NORTH LOGAN – Thousands flock to Elk Ridge Park every October for the Pumpkin Walk. Hundreds of carved, painted and decorated pumpkins are set up along the walkways for impressive artistic displays.
But what happens to those pumpkins when the pumpkin walk is over? They’re launched hundreds of feet through the air, or course.
For six years members of the American Society of Mechanical Engineers (ASME) at Utah State University have created medieval devices known as trebuchets to compete and see who can chuck the gourds farther.
“It shows how far back engineering has gone and how it can be applied to today’s world,” ASME’s pumpkin toss organizer Mahala Sakaeda said. “We’re taking all these pumpkins and we’re going to be chucking them onto the field. There are going to be targets on the field like trucks and trampolines.”
As always, spectators are not only invited, but encouraged to come. It will be held at Elk Ridge Park Saturday October 29 from 11 a.m. to 1:30 p.m. Sakaeda said to expect launches of 300 feet Saturday morning, even though last year’s winning team had launches of more than 600 feet.
“None of the other teams came close to that distance,” she said.

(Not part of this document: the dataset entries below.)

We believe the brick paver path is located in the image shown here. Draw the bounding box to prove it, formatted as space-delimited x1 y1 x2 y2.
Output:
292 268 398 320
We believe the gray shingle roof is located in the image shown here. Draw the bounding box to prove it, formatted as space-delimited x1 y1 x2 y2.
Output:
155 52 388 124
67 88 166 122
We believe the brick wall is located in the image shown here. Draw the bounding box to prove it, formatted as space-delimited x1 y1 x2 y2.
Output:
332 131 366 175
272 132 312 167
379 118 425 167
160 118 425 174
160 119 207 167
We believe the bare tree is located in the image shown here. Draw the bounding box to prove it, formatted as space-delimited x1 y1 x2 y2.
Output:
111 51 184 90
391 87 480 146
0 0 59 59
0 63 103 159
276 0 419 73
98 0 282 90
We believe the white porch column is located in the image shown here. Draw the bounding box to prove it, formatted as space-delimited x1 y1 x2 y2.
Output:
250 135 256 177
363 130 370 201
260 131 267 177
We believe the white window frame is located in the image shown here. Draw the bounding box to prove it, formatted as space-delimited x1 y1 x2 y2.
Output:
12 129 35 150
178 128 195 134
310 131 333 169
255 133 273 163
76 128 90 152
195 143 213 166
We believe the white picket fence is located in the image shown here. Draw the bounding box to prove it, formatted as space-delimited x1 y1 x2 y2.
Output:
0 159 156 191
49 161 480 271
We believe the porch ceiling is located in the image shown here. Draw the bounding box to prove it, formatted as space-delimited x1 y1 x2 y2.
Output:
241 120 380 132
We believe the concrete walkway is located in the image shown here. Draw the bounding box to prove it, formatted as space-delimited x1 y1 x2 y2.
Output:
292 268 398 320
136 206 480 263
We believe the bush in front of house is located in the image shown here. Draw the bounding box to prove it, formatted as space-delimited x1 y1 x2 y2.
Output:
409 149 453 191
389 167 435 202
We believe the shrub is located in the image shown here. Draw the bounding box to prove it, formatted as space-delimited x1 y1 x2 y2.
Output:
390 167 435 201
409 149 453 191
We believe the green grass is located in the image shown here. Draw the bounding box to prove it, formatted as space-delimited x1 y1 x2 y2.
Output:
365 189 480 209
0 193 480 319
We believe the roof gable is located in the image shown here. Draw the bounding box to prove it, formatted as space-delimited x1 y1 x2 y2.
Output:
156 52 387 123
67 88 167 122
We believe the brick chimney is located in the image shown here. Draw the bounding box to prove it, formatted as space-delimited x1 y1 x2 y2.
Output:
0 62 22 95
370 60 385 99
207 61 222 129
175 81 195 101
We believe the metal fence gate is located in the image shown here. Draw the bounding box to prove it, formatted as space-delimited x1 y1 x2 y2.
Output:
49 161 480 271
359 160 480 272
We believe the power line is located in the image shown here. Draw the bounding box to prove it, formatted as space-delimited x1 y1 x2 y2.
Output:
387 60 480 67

If someone can come up with a trebuchet to top that, they could go home a little bit richer. Cash prizes will be awarded to those who exceed the rest in design, accuracy and – of course – distance.
“Those that get first place will get $300, second will get $200 and those that get third will get $100,” Sakaeda said.
Competing with the groups of university engineers will be a high school team and a group of Coorstek Medical.
In addition to the competition pumpkins that will be launched, 20 pound pumpkins stuffed with candy will also be shot into the air. Children will be able to collect that candy after impact.